Species identification of isolates of Trichoderma from different locations of Nile delta of Egypt was performed and their cellulolytic activities were analyzed. On the basis of morphological characteristics, 75% of isolates were identified to species level and they were divided into four aggregate groups. Morphological characterization alone was insufficient to precisely identify Trichoderma species because they have relatively few morphological characters and limited variation that cause overlapping and misidentification of the isolates. Therefore, there was a necessity to use molecular technique to compensate for the limitations of morphological characterization. DNA sequencing of 5.8S-ITS region was carried out using specific primers ITS1 and ITS4. By comparing the sequences of the 5.8S-ITS region to the sequences deposited in GenBank using BLAST program all isolates can be identified to species level with homology percentage of at least 99%. In addition, TrichOKEY search tool, was used to assess the reliability of Genbank and results were in 92% agreement with the BLAST results. Data indicated a narrow species diversity and there were two main species predominated namely; T. longibarchiatum and T. harzianum. Distribution of nucleotides as well as the (G+C) content in ITS region of isolates indicated a wide range of interspecies variation. Finally, isolates were assessed for their total cellulase activities using a cellulose-azur method, for exoglucanases activity using Avicel method and for endoglucanases activity using carboxymethyl cellulose (CMC) and acid swollen cellulose methods. Consequently, eleven isolates were selected to be the best isolates among the 28 isolates used for cellulolytic ability.
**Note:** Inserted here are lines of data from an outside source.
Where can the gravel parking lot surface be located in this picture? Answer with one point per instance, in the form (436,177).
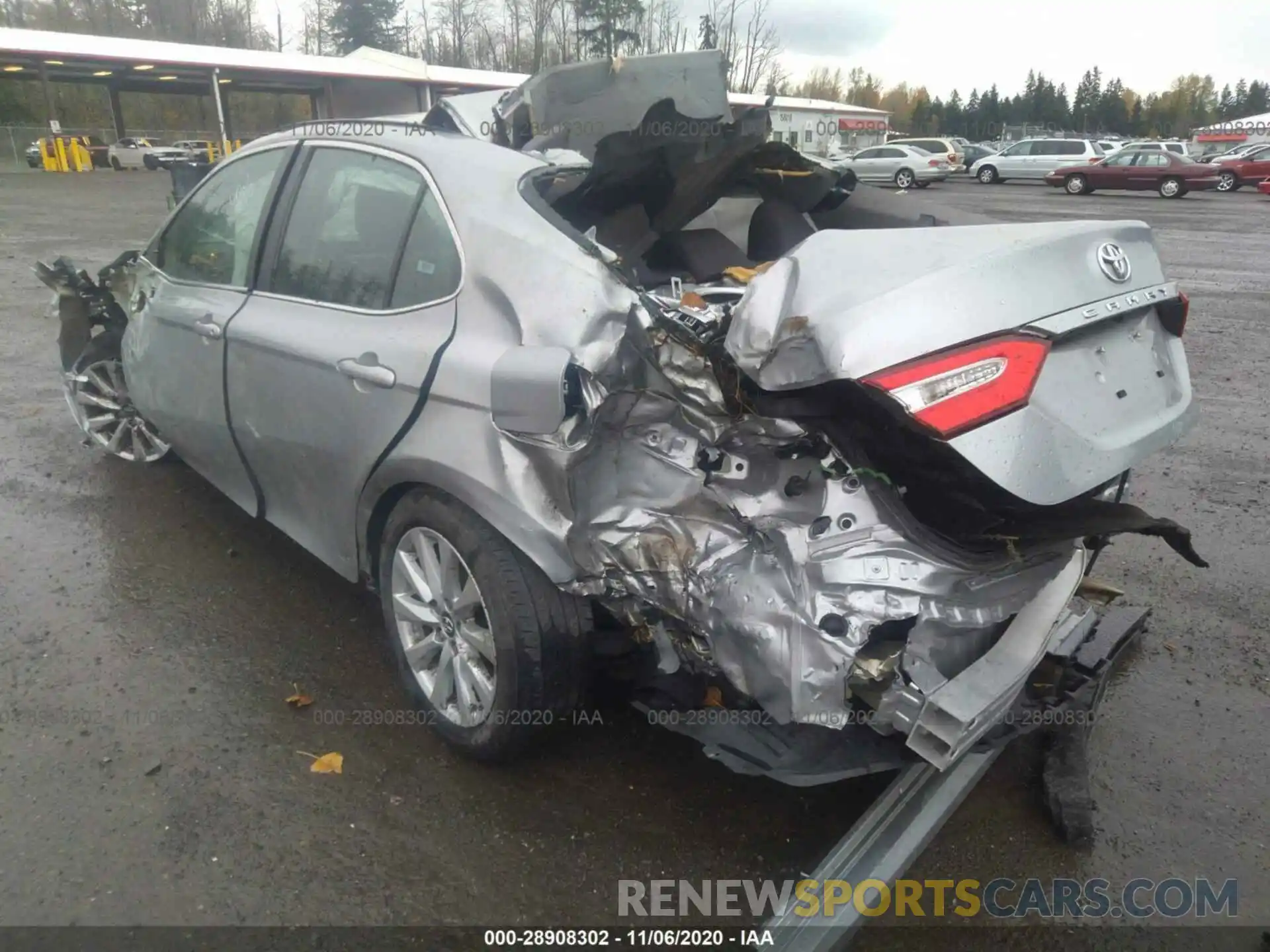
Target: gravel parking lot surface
(149,766)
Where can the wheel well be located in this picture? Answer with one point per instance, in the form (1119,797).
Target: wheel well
(380,514)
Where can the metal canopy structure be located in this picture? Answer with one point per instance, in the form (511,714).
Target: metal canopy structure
(364,83)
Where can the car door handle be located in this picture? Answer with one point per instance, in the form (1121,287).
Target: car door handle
(367,370)
(208,328)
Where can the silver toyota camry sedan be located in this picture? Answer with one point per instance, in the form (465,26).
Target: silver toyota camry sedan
(609,382)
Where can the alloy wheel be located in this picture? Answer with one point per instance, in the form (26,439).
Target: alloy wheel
(99,399)
(444,627)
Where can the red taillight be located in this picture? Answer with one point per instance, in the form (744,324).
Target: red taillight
(958,390)
(1173,314)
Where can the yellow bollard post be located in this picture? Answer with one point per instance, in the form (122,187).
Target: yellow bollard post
(62,154)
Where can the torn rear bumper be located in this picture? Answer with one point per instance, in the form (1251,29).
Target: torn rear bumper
(1062,686)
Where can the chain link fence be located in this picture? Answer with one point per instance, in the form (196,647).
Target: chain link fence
(15,140)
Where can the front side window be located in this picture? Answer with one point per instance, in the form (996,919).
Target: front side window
(347,227)
(210,240)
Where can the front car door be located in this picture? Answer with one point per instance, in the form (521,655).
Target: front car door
(190,282)
(1013,161)
(1111,173)
(864,164)
(331,361)
(1148,169)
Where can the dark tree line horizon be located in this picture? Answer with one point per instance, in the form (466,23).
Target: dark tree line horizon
(525,36)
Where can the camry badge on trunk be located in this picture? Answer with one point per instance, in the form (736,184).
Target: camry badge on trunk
(1114,262)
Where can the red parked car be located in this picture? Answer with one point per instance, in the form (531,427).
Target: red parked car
(1170,175)
(1244,172)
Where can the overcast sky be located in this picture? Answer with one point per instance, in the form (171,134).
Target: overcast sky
(947,45)
(964,45)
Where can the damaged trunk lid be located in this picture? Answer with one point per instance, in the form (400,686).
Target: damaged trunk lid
(1086,302)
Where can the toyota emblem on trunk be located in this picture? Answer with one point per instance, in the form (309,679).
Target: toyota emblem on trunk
(1114,262)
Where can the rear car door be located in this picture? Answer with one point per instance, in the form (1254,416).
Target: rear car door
(1046,157)
(889,159)
(1111,173)
(1257,169)
(331,361)
(190,282)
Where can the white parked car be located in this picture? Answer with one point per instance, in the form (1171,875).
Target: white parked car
(143,154)
(904,165)
(1173,146)
(193,147)
(1035,159)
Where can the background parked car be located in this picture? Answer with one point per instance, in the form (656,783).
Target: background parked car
(1246,169)
(97,149)
(905,165)
(193,147)
(974,154)
(1137,169)
(947,147)
(143,153)
(1171,146)
(1035,159)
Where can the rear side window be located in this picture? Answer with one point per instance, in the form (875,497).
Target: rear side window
(431,268)
(211,238)
(347,229)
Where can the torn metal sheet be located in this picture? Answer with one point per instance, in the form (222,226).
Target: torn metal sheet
(575,106)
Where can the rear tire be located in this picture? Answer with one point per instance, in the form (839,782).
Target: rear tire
(103,409)
(534,633)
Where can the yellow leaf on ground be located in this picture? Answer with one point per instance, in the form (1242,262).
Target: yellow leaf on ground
(328,763)
(299,698)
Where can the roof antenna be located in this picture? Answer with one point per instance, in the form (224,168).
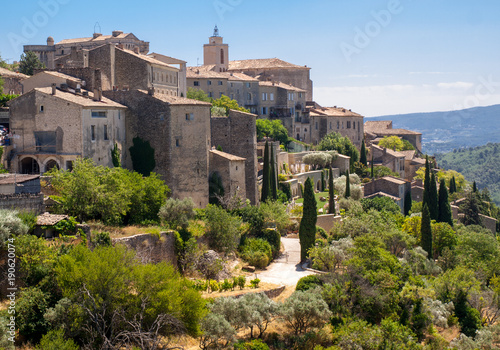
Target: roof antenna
(95,26)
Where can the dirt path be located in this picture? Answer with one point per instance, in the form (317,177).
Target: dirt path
(285,270)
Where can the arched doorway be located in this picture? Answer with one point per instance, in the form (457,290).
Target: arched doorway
(51,164)
(30,165)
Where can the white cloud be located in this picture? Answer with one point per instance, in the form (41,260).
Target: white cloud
(404,98)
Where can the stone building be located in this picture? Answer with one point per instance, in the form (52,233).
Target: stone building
(178,129)
(231,170)
(394,160)
(51,127)
(47,78)
(12,81)
(50,52)
(237,135)
(213,83)
(325,120)
(376,130)
(388,186)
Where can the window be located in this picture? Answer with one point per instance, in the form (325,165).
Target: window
(98,114)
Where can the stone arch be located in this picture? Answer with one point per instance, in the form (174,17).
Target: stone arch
(51,163)
(29,165)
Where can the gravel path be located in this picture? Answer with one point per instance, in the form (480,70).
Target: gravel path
(286,269)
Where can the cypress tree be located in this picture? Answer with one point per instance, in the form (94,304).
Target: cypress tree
(331,192)
(433,198)
(307,228)
(407,206)
(362,156)
(372,169)
(265,175)
(274,177)
(426,232)
(444,206)
(347,186)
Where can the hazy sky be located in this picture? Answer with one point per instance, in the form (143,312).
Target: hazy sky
(375,57)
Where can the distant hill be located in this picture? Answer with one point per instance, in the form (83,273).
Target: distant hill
(480,164)
(445,131)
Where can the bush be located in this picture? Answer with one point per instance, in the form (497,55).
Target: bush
(257,252)
(55,339)
(176,213)
(308,282)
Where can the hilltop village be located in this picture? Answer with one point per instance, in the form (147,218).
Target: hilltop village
(147,204)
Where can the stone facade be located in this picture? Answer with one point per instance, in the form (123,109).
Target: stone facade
(178,129)
(237,135)
(151,248)
(12,81)
(388,186)
(50,52)
(392,159)
(51,127)
(231,169)
(325,120)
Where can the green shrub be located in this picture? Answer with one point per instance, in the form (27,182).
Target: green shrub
(55,339)
(257,252)
(308,282)
(255,283)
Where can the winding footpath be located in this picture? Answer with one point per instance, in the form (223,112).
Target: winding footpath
(286,269)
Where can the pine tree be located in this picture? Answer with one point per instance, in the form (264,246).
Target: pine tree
(265,175)
(433,198)
(307,229)
(362,156)
(444,206)
(331,192)
(407,206)
(274,177)
(347,186)
(426,231)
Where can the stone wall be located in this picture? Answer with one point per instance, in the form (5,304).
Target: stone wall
(24,201)
(327,221)
(151,248)
(237,135)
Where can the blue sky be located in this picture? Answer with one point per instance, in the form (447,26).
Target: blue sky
(375,57)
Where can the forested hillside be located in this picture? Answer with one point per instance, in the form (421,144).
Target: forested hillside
(480,164)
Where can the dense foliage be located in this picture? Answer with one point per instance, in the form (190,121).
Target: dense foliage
(112,195)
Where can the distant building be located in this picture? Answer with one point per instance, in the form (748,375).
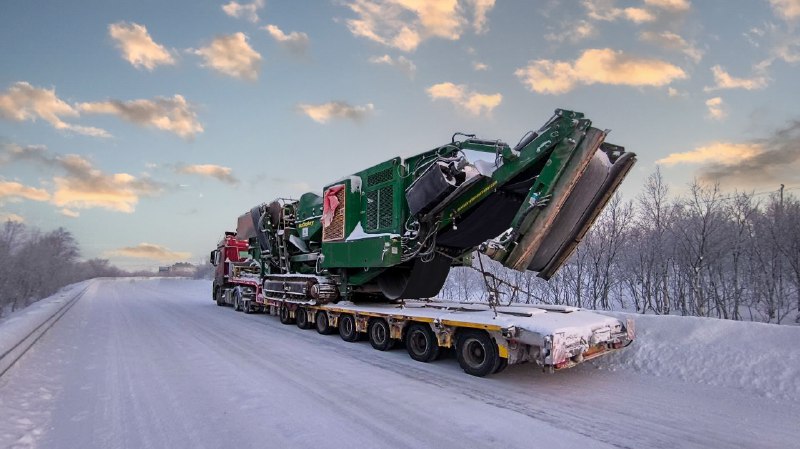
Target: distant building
(178,269)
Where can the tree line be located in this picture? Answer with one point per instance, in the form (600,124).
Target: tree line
(703,253)
(35,264)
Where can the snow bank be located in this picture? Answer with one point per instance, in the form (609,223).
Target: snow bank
(755,357)
(19,325)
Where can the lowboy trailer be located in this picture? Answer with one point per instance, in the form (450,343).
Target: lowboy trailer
(361,258)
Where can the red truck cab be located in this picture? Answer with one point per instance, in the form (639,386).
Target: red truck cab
(229,249)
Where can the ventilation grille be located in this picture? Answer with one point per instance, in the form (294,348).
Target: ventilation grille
(379,177)
(335,230)
(380,205)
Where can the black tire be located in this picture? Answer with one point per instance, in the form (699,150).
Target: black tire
(501,366)
(347,328)
(421,343)
(321,322)
(379,334)
(284,315)
(301,318)
(218,297)
(237,300)
(477,352)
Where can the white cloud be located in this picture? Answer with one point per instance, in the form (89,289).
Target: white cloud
(25,102)
(597,66)
(474,103)
(79,185)
(323,113)
(481,9)
(231,55)
(715,110)
(670,5)
(786,9)
(574,32)
(137,47)
(6,217)
(605,10)
(150,251)
(724,80)
(404,24)
(401,62)
(296,42)
(672,92)
(672,41)
(14,191)
(247,11)
(173,114)
(717,152)
(218,172)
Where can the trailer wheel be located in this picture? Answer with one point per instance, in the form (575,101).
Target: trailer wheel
(322,324)
(347,328)
(301,318)
(421,343)
(284,316)
(378,333)
(501,366)
(477,352)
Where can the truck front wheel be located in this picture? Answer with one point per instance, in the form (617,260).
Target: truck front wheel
(301,318)
(218,296)
(421,343)
(477,352)
(284,315)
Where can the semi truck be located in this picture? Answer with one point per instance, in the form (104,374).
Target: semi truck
(368,256)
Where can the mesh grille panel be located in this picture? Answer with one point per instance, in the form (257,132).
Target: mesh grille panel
(379,177)
(380,206)
(335,230)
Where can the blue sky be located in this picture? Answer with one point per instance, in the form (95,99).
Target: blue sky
(146,128)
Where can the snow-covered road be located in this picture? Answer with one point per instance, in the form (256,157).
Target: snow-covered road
(156,364)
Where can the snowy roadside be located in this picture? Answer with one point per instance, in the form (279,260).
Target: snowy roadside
(29,323)
(755,357)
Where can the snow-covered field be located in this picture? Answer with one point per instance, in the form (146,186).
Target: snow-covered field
(155,363)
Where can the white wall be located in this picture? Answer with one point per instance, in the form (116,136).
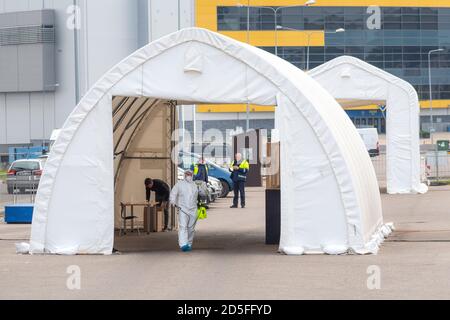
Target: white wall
(167,16)
(110,31)
(111,35)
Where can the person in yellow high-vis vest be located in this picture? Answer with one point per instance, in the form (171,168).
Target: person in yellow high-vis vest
(239,170)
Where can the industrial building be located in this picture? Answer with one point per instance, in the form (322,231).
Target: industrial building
(52,52)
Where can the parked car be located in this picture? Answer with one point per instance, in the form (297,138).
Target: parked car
(216,187)
(371,140)
(25,175)
(187,160)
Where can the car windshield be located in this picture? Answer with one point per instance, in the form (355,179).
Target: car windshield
(25,165)
(187,160)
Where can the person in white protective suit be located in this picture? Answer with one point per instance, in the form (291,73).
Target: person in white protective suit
(185,197)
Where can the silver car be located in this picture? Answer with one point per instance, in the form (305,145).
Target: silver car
(24,175)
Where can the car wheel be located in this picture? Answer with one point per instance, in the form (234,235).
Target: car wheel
(225,189)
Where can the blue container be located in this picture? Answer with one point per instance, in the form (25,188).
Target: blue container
(19,213)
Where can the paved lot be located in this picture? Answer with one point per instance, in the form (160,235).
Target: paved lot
(232,262)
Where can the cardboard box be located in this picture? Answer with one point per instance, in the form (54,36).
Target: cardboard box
(153,221)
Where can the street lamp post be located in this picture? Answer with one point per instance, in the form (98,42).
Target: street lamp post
(275,12)
(44,94)
(431,89)
(340,30)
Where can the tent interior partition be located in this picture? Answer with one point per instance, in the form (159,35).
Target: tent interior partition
(353,83)
(143,147)
(330,200)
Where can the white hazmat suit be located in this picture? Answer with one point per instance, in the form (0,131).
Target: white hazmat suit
(185,196)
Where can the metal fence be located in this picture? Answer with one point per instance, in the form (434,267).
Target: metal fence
(437,166)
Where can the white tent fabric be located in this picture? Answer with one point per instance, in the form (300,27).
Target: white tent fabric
(351,79)
(330,195)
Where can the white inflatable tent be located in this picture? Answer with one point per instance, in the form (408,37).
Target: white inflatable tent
(330,196)
(354,82)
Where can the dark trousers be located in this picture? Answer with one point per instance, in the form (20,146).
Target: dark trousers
(239,189)
(160,200)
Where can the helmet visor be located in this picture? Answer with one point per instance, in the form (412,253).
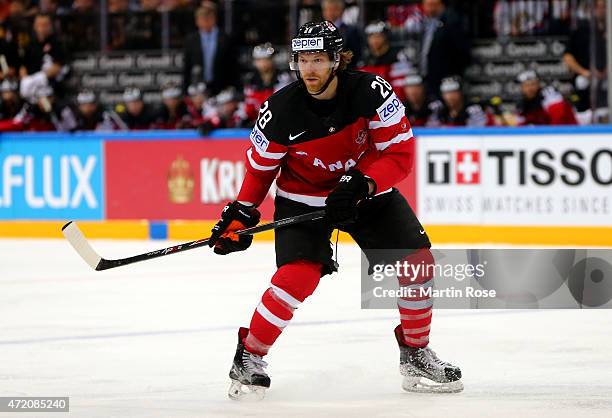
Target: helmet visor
(313,61)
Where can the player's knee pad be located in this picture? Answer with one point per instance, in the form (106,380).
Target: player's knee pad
(420,267)
(298,279)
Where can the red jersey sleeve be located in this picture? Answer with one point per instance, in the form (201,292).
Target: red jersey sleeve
(263,160)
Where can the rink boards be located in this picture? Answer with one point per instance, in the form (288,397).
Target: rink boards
(548,186)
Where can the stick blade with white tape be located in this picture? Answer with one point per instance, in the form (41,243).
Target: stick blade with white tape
(78,241)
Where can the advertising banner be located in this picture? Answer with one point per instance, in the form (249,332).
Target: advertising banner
(51,179)
(560,180)
(186,179)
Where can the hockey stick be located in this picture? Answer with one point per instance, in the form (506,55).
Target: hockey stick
(78,241)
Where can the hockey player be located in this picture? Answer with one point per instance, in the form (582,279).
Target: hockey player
(453,110)
(542,106)
(418,109)
(135,113)
(265,80)
(341,141)
(381,58)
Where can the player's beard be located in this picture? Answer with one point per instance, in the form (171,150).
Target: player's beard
(316,84)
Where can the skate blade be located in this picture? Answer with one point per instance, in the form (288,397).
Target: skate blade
(245,393)
(418,384)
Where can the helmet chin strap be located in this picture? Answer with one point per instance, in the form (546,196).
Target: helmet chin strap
(326,85)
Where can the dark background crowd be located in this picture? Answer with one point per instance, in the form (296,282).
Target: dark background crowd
(233,55)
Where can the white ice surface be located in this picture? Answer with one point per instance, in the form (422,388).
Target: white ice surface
(156,339)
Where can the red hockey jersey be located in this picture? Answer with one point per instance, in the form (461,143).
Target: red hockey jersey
(313,142)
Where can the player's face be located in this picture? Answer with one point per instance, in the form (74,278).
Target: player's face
(530,88)
(376,41)
(315,70)
(415,94)
(87,109)
(171,103)
(264,65)
(453,99)
(9,96)
(198,100)
(135,107)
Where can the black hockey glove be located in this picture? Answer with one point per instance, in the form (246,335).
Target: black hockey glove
(235,216)
(341,204)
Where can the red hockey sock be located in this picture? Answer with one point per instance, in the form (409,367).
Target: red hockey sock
(415,312)
(290,285)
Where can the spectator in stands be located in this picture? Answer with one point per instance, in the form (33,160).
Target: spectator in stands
(45,114)
(11,101)
(333,10)
(382,59)
(150,5)
(453,110)
(5,9)
(89,114)
(173,113)
(196,103)
(209,54)
(135,114)
(118,6)
(577,57)
(417,106)
(84,6)
(542,106)
(264,81)
(228,112)
(445,50)
(519,17)
(45,58)
(10,60)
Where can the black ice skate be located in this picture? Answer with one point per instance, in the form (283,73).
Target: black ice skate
(249,380)
(424,372)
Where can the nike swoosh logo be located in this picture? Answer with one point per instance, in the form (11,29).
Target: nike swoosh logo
(292,137)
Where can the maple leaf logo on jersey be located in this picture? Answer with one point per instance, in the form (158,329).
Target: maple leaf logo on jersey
(362,135)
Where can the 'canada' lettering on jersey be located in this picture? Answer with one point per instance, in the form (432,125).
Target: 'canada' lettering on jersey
(313,143)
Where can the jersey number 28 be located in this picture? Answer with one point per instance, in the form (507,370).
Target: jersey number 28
(265,115)
(381,84)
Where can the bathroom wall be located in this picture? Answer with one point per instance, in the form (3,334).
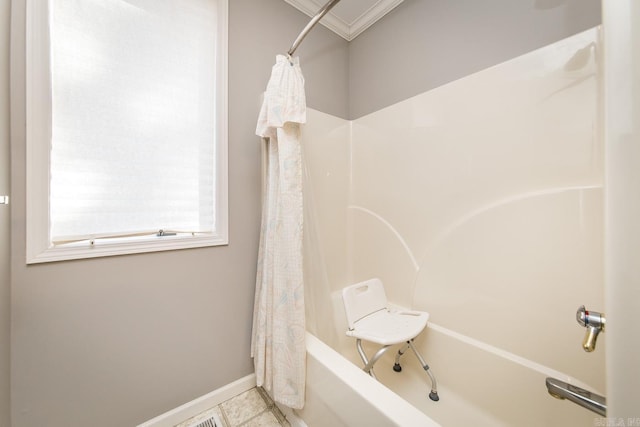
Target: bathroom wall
(423,44)
(5,230)
(115,341)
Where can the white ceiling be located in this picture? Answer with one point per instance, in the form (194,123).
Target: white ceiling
(349,17)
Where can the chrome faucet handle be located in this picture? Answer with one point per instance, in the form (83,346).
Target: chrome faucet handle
(594,322)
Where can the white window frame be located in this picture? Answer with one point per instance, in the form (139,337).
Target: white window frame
(39,247)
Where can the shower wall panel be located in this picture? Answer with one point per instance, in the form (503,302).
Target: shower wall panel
(481,202)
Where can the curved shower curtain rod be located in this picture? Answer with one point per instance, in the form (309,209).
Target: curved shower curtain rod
(326,8)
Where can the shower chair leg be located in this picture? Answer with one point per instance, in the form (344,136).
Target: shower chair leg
(368,364)
(433,395)
(396,366)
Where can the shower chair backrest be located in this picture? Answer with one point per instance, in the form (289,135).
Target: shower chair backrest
(362,299)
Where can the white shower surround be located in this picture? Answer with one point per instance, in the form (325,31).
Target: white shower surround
(480,202)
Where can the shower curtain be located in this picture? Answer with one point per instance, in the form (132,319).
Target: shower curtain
(278,337)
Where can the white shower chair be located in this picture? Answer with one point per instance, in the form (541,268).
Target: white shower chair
(370,319)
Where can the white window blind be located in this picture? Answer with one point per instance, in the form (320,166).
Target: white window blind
(135,90)
(133,117)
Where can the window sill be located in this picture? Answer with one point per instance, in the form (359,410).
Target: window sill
(115,247)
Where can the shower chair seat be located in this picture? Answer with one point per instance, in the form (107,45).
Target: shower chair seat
(370,318)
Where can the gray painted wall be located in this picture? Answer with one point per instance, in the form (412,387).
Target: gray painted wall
(5,314)
(115,341)
(423,44)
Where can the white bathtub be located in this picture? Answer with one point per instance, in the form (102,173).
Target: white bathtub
(478,385)
(340,394)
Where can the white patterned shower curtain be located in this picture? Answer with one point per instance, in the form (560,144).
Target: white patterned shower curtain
(278,338)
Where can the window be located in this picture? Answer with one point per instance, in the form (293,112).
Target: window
(126,127)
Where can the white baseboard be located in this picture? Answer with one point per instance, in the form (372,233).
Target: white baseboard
(202,403)
(291,416)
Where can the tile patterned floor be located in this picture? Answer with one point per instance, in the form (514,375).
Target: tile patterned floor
(253,408)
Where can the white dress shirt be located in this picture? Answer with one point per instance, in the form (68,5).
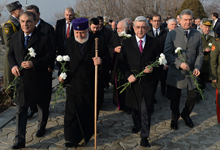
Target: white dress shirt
(158,31)
(143,41)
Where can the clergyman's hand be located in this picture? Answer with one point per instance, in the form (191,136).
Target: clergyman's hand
(184,66)
(15,71)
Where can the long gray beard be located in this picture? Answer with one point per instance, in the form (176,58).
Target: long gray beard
(84,40)
(120,34)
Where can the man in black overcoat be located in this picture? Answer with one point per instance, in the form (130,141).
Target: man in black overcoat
(61,33)
(156,31)
(31,87)
(49,30)
(117,78)
(79,112)
(136,54)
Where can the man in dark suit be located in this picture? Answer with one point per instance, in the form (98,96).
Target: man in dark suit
(130,30)
(216,23)
(48,29)
(156,31)
(79,112)
(10,27)
(190,41)
(32,85)
(116,75)
(135,53)
(64,30)
(104,30)
(114,27)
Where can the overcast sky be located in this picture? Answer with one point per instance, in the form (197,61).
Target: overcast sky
(47,7)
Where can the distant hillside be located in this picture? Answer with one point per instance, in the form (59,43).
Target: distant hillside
(211,6)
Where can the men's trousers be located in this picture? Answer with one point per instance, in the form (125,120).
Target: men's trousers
(174,94)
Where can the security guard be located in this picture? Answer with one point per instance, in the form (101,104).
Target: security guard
(11,26)
(214,72)
(208,36)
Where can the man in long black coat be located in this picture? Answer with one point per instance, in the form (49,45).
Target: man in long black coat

机译:对来自埃及尼罗河三角洲不同地点的木霉菌分离物进行了物种鉴定,并对其纤维素分解活性进行了分析。根据形态特征,将75%的分离株鉴定为物种水平,并将其分为四个聚集组。仅仅形态学表征不足以精确地鉴定木霉属物种,因为它们具有相对较少的形态学特征和有限的变异,从而导致分离物的重叠和错误识别。因此,有必要使用分子技术来弥补形态表征的局限性。使用特异性引物ITS1和ITS4进行5.8S-ITS区域的DNA测序。通过使用BLAST程序将5.8S-ITS区的序列与GenBank中保存的序列进行比较,可以鉴定出所有分离物达到物种水平,同源性百分比至少为99%。此外,使用TrichOKEY搜索工具评估了Genbank的可靠性,结果与BLAST结果相符92%。数据表明,物种多样性很窄,主要有两个主要物种。 T. longibarchiatum和T. harzianum。分离株的ITS区域中核苷酸的分布以及(G + C)含量表明种间差异很大。最后,使用纤维素-天青方法评估分离物的总纤维素酶活性,使用Avicel方法评估分离酶的活性,并使用羧甲基纤维素(CMC)和酸溶胀的纤维素方法评估内切葡聚糖酶的活性。因此,在用于纤维素分解能力的28种分离株中,选择了11种分离株是最好的分离株。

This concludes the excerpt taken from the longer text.